Maria Lassnig. Installations by Ilya Kabakov and Dmitri Prigov belong to the same category. As for current political problems, they are dealt with by the Kiev pictures taken by photographer Boris Mikhailov in Maidan just before the events had reached a critical stage. The rest of the pieces, either created for or in the spirit of Manifesta, are markedly apolitical and aesthetically-orientated instead.


Boris Mikhailov. Photo by Gleb Yershov

At the Winter Palace, there have been some indisputable successes in making the Manifesta pieces interact with the Hermitage collection, as in ‘contemporary art at a traditional museum’. There is the beautiful chandelier imprisoned inside a Russian dacha-type woodencottage; Tatzu Nishi took a shine to it when he saw it in one of the Hermitage halls. Admittedly, it was a monument to Nikolai I that the artist had originally had planned to incorporate in a flat; sadly, he was not granted a permission to do that – which only goes to show that the local authorities are overcautious and too reluctant to let contemporary art enter the public space. Also, the exquisite ‘Frau mit Hund’ (‘Woman with Dog’) by Katharina Fritsch, a many-times magnified version of a seashell knick-knack, placed in the Emperor’s personal Boudoir – or the sculpture by Louise Bourgeois and the small selection of works by Giovanni Battista Piranesi (all from the Hermitage holdings). And finally, Beuys’ programmatic ‘Wirtschaftswerte’ (‘Economic Values’, 1980) installation, never before shown in Russia: a G-shaped shelf on which a selection of supermarket goods from the German Democratic Republic are displayed. According to the artist’s instructions, the piece always has to be surrounded by paintings dated between 1813 and 1883 (the birth and death dates of Karl Marx) when it goes on view at a museum. The fact that this piece by Beuys was included in the retrospective part of the show is contextually coherent with the intention of examining the post-Soviet space twenty years later as declared by Manifesta. And last but not least, a piece that deserves a special mention – a real gift to the Russian viewer: Gerhard Richter’s ‘Ema, Akt auf einerTreppe’ (‘Ema, Nude on a Staircase’, 1966), brought [to St Petersburg from Cologne].


‘Ema, Akt auf einerTreppe’ (‘Ema, Nude on a Staircase’) by Gerhard Richter

The parallel programme discovered some new exhibition venues, including the building of Cadet Corps No. 1, the Art Space in the Vyborg Side, the Street Art Museum in Shosse Revolyutsii, as well as the Vitebsky Railway Station which is one of the main venues of the public art programme featuring many young artists.

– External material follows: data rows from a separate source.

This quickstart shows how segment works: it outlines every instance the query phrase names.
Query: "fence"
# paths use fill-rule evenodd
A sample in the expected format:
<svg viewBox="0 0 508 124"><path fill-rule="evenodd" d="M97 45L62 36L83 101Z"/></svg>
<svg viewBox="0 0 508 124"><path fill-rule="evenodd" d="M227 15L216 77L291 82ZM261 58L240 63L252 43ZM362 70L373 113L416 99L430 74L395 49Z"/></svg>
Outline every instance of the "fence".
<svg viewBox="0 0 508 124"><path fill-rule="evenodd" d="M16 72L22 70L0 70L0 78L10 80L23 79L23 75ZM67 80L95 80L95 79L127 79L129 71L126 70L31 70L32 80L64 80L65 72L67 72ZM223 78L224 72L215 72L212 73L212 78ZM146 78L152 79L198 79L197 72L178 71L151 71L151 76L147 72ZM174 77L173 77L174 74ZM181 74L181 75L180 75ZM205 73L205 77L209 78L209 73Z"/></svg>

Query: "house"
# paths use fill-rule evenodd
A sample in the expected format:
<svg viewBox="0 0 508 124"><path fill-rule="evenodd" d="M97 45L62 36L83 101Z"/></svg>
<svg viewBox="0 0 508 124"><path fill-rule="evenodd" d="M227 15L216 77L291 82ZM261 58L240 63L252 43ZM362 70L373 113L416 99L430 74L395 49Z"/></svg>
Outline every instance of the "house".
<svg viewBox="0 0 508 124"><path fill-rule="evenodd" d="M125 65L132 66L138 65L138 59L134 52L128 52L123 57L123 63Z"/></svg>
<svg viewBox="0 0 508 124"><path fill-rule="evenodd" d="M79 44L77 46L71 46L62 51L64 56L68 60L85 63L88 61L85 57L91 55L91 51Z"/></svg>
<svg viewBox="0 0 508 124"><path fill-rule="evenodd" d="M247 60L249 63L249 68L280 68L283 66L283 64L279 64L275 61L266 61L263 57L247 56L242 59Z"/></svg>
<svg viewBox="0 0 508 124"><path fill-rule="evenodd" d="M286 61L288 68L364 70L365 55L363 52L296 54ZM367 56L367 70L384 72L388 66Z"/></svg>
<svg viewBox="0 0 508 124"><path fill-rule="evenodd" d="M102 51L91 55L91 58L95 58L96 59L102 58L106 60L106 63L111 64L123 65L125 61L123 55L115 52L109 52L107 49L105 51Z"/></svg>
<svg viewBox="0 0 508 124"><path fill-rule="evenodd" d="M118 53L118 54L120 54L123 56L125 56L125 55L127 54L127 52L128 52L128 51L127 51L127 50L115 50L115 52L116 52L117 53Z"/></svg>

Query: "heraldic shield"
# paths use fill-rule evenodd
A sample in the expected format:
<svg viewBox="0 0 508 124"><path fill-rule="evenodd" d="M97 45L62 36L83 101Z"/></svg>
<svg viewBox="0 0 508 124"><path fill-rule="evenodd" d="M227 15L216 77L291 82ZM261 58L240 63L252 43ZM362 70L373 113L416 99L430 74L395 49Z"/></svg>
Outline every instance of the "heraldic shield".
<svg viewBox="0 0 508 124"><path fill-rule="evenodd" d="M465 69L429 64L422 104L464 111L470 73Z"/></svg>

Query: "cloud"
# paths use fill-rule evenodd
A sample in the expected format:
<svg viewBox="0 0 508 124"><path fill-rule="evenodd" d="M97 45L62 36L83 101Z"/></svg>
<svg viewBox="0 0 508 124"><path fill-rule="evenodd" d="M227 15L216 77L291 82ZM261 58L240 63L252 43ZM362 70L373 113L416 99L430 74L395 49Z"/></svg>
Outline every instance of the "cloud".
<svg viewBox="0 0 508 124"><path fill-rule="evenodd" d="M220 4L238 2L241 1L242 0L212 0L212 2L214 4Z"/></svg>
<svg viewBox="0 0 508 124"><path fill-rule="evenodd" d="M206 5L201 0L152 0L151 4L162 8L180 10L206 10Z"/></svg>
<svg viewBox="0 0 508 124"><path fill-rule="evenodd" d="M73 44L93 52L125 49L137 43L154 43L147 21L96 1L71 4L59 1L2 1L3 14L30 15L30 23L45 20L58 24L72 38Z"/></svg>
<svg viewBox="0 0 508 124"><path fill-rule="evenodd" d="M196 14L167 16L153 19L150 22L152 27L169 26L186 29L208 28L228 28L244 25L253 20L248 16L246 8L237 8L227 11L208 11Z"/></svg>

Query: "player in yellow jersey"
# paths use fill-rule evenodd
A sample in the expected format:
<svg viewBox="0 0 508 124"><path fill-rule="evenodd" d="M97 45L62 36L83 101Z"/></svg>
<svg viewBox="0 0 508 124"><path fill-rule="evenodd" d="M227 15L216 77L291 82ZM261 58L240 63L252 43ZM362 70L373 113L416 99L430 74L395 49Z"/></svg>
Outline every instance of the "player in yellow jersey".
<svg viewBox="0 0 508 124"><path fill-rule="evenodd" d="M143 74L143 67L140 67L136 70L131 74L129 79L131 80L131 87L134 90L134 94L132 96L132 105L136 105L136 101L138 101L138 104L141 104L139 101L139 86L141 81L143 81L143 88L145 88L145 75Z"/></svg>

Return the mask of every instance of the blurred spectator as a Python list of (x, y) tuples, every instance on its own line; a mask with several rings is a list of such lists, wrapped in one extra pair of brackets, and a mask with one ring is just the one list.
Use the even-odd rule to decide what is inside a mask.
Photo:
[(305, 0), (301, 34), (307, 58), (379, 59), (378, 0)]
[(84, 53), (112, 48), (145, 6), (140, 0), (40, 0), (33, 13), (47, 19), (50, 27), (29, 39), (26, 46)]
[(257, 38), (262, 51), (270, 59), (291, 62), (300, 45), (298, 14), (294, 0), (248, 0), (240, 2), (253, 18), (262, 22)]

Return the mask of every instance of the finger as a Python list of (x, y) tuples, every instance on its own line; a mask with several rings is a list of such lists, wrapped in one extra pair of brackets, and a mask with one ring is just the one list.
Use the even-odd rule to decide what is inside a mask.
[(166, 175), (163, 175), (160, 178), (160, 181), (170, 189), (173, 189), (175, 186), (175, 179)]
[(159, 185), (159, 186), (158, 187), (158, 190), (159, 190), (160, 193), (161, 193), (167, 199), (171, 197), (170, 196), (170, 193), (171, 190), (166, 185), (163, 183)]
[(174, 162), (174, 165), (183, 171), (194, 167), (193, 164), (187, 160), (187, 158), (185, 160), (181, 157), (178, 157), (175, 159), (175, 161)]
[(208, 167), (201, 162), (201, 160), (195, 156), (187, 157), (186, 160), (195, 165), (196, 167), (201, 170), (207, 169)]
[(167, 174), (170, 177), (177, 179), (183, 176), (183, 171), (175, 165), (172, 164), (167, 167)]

The main questions addressed to Manifesta go like this. The curator’s concept remains unclear; it has not been expressed articulately. It cannot also be deduced from the main exhibition. Is it the interplay between classical museum art and contemporary art? Dialogues and interaction between the Hermitage modernist pieces and Western post-war or current ones? In that case, you could say the attempt has been successful – but surely that is not the main purpose behind Manifesta, the travelling biennial created not only to meet the demands of any local art milieu but also to go further and deal with problems of global nature. The selection of works seems to have been inspired mostly by a desire to introduce the not-so-sophisticated Russian viewer to contemporary Western art– which does perhaps make sense, considering its all but complete absence in the city. Even so, the logic behind the selection of certain pieces and choice of neighbours for others remains somewhat unclear. The public art programme looks conspicuously meagre:  you could easily cross the Palace Square without the slightest inkling that there is a huge contemporary art  show running at the Hermitage. There is no publicity whatsoever anywhere in the city. Perhaps it would have paid off to engage more artists who actively work in the urban environment.

Still, the Manifesta flywheel has only just been launched. It is a long-play project from which a lot can still be expected.